4. The model of claim 3, wherein the model is built by inputting sigmoid function in deep FM algorithm for early prediction of the event of ejection fraction-preserved heart failure, and the output is:

wherein the content of the first and second substances,

is the predicted ejection fraction preserving heart failure event, yFM is the output of the FM component,yDNN is the output of the DNN component.

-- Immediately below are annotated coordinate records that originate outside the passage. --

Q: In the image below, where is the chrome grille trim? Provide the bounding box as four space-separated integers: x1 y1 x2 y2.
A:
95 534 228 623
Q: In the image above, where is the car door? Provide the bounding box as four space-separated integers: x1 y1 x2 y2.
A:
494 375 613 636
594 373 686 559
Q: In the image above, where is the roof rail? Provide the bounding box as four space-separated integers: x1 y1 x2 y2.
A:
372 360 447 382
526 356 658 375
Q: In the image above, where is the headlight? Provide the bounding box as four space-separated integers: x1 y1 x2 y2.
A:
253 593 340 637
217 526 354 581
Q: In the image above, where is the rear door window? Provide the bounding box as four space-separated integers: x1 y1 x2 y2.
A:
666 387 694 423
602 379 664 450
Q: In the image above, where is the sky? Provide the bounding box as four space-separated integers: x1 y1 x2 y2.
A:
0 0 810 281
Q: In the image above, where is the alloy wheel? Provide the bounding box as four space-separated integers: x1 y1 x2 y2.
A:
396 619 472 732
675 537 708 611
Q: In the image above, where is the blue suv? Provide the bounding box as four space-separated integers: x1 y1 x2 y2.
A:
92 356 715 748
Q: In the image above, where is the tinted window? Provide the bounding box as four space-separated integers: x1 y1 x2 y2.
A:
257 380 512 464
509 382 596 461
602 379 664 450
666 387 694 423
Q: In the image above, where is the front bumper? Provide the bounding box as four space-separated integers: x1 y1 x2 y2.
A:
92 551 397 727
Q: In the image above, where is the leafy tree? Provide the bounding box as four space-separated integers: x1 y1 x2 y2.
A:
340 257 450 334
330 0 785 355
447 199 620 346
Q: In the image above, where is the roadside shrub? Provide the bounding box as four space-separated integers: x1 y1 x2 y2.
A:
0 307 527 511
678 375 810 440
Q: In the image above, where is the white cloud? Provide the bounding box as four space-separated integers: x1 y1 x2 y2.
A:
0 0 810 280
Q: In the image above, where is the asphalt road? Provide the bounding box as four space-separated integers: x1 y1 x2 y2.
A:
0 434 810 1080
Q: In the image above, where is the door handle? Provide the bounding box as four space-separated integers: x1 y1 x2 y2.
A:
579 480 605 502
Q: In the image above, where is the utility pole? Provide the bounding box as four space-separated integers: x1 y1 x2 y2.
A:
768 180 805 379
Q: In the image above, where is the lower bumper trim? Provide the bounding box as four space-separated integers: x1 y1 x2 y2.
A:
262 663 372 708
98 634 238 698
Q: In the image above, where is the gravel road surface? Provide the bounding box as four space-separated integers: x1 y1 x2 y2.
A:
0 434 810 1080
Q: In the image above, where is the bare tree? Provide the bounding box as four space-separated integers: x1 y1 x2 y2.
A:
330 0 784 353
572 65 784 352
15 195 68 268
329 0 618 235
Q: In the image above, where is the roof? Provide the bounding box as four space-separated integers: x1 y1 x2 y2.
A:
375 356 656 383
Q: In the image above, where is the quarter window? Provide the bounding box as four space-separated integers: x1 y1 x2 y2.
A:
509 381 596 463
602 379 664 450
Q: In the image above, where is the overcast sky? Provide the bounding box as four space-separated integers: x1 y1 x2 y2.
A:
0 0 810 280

5. The model of claim 4, wherein the output of the FM component is the sum of an addition unit and a plurality of inner product units, and the output of the FM component is:

wherein w ∈ R^d、V_i∈R^k(k is known); additional dosage Unit<w,x>Reflecting the importance of the order-1 feature, the inner product unit represents the influence of the order-2 feature interaction.

6. The model for predicting risk of ejection fraction preserving heart failure as claimed in claim 4, wherein the output of said DNN component is:

yDNN＝W^|H|+1·a^|H|+b^|H|+1；

7. The model for predicting risk of ejection fraction-preserved heart failure as recited in claim 5, wherein for a given deep hidden layer, a deep neural network comprising two hidden layers (256 ) is implemented using ReLU as an activation function:

y＝f(x)＝relu(wx+b)，

8. The model of claim 2, wherein the performance evaluation of the deep fm model is triple-fold cross-validation using Adam as an optimization algorithm, learning rate is set to 0.0001, epoch is set to 400, and dropout is set to 60%.

9. Use of a marker combination according to claim 1 and/or a model according to claims 2-8 for the manufacture of a medicament and/or a kit for use in association with heart failure of the ejection fraction retaining type.

10. Use of a marker combination according to claim 1 and/or a model according to claims 2-8 for the construction of an early predictive model of other chronic complex diseases.